Was bedeutet der Führungswechsel in Großbritannien für die Brexit-Verhandlungen mit der EU?
Diese Verhandlungen werden jetzt noch einmal schwieriger werden. Boris Johnson hat den Briten ja alles versprochen, ohne jegliche Rücksichtnahme auf Realitäten oder rechtliche Regelungen. Von daher wird man sehr geschlossen bleiben müssen, denn mit ihm ist die Wahrscheinlichkeit eines harten Brexit, also dem unkontrollierten Austritt aus der EU ohne Abkommen, noch einmal gestiegen. Gerade mit Blick hierauf wird es darauf ankommen, dass die Europäer geschlossen bleiben, statt auseinanderzufallen und dann bilaterale Abkommen mit den Briten schließen. Das wird Johnson versuchen. Er hat bereits angekündigt, dass er auf einzelne Länder zugehen wird. Es wird auch auf Deutschland ankommen, diese Geschlossenheit wirklich zu wahren.
Es droht also ein harter Brexit am 31. Oktober?
Zumindest hat Johnson immer wieder gesagt, er habe keine Angst vor dem harten Brexit. Ich hoffe, dass das Unterhaus ihn verhindern wird. Im Parlament wollen ja diejenigen, die auch in der Vergangenheit immer wieder die Mehrheiten dagegen organisiert haben, auch künftig alles tun, um einen harten Brexit zu verhindern. Aber Johnson hat ja natürlich die Möglichkeit, seine Regierungserklärung so lange hinauszuzögern, dass das Parlament kaum Chancen hat zu reagieren. Es wird also ein spannendes Spiel in den nächsten Wochen und Monaten.
Wagen wir einen Blick in die Glaskugel: Was meinen Sie denn, bleiben die Briten in der EU, was ist Ihr Tipp?

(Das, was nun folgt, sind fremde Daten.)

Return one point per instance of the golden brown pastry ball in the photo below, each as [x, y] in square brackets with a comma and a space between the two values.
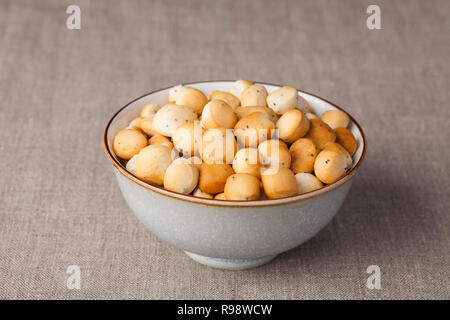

Oh Gott, die Glaskugel hätte ich auch gerne. Es zeigt sich auf jeden Fall, dass die Illusion, man tritt aus und nichts ändert sich, dann doch so schwierig ist, dass das Drinbleiben vielleicht am Ende doch das Einfachere ist. Aber Boris Johnson wird alles dafür tun, dass Großbritannien austritt, und sei es ohne Austrittsabkommen.
Von daher glaube ich, dass man sich darauf einstellen muss, dass es so kommt und dass wir für den Fall gewappnet sein müssen. Dann müssen wir sicherstellen, dass wir in der EU nach einem möglichen harten Brexit die Einheit wahren. Zum Beispiel bei der Frage der vollen Freizügigkeit, bei der die Briten Deutschland vielleicht entgegen kommen würde – aber auch Polen?? Da müssen wir auch immer Rücksicht nehmen auf unsere Partner und geschlossen stehen.
Wie sollte die EU im Hinblick auf diese Schwierigkeiten langfristig mit Großbritannien umgehen?
Es ist wichtig, dass wir den Dialog weiter suchen, dass wir weiter im Gespräch bleiben mit unseren britischen Freunden. Und nicht, weil Boris Johnson gewählt ist, das Land abschreiben. Sondern dass wir den Dialog mit den Kräften, die für eine gute Kooperation weiterhin stehen, jetzt noch intensivieren.